Gar befremdlich schien ihr der fremde Ort und das hüttenartige Haus, über dessen Eingang ein Schild mit der Aufschrift hing: Ruppert Langer, Rechenmacher. Auf dem Platz davor war ein Berg Blöcher aufgeschichtet, und wie sie eintrat, hörte sie rückwärts klopfen und hämmern. Sie ging einen finsteren Gang zurück, wo es beklemmend nach altem Hausrat und Moder roch, und hielt vor einer Tür, die ein verglastes Guckloch hatte. Sie blickte durch die verstaubte Scheibe ins Innere und stand wie gebannt: Jörgei, der beim großen Abschied so tapfer gewesen, saß rittlings auf einer Schnitzbank, die dünnen Beine in viel zu kurzen Hosen, die Füße in Holzschuhen, die traurig komisch herabhingen, die Hemdärmel aufgekrempelt, so daß man die übermageren Arme sah, während die Hände krampfhaft ein großes Reifmesser hielten und mit Eifer einem Rechenjoch entlangführten. Er neigte den Kopf nach rechts und nach links, zog hier einen blattdünnen Span, dort einen herab, und beaugapfelte unermüdlich sein Werk. Das Gesicht, von einem strohblonden Haarschopf umrahmt, war gegen ein winziges Fenster gerichtet, das einzige, das der Raum hatte und das eher einer Schießscharte glich; ein blendender Sonnenstreifen fiel eben herein und beleuchtete das Antlitz des Bruders. Die Mischung von Kindheit und Ältlichkeit darin, als ob es einmal durch einen Schreck jäh aus dem Glück der Kindheit in den Gram des Alters hineingestoßen worden wäre, ergriff sie so, daß ihr augenblicklich die Tränen in die Augen traten. Aber sie nahm sich sofort wieder zusammen, hüstelte, klinkte endlich die Tür auf und sagte in einem lustigfrohen Ton, worüber sie sich nachher selber wunderte: »Guten Morgen in aller Früh!«

Der junge Rechenmacher starrte auf sie wie auf eine Fremde; dann fing sein Gesicht zu zittern an, und er griff nach einem Sessel, um ihn mit seinem Schurz von den Hobelspänen rein zu fegen. »Nein, so was, die Mena!« wiederholte er mehrmals. 122

Diese sah gleich, daß er im Grund in einer gedrückten Stimmung war, aber nicht als Folge einer Laune oder eines Ärgers, sondern gleichmäßig belastet von dem Geschick, das alle Ellenhuber Geschwister getroffen hatte. Ein Glück, daß der Alte nicht hier war, so konnte er in der schönsten Manier über die Verlegenheit hinwegkommen, indem er der Schwester mit sichtlicher Freude alle Einzelheiten darlegte, wie das bäuerliche Werkzeug stufenmäßig vom rohen Block bis zum glattpolierten Rechen sich vollendete.
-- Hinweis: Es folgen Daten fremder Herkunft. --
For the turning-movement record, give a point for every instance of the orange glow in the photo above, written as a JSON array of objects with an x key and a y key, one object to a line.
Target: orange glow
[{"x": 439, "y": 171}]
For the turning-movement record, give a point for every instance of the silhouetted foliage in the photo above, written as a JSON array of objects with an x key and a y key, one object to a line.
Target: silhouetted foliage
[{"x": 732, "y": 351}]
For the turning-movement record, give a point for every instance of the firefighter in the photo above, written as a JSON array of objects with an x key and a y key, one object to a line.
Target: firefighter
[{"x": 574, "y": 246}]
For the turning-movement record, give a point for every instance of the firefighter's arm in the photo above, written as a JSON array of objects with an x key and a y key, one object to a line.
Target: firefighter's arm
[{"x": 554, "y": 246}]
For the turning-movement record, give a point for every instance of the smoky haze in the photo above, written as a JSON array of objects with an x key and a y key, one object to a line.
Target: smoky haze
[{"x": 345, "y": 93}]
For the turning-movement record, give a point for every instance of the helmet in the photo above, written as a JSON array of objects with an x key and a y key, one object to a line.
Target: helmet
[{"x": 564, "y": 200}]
Da lehnten im Winkel stablange Fichtenpfosten, wie man sie in unregelmäßiger Dreikantform vom Baumstamm gespalten, nebenbei Hölzer im Ausmaß der Joche; endlich lag da ein Haufe lärchener Klötze in Zahnlänge, sah man einen Zwieselstock mit messerscharfem Rundeisen, so daß unten der fertige Rechenzahn herausfiel.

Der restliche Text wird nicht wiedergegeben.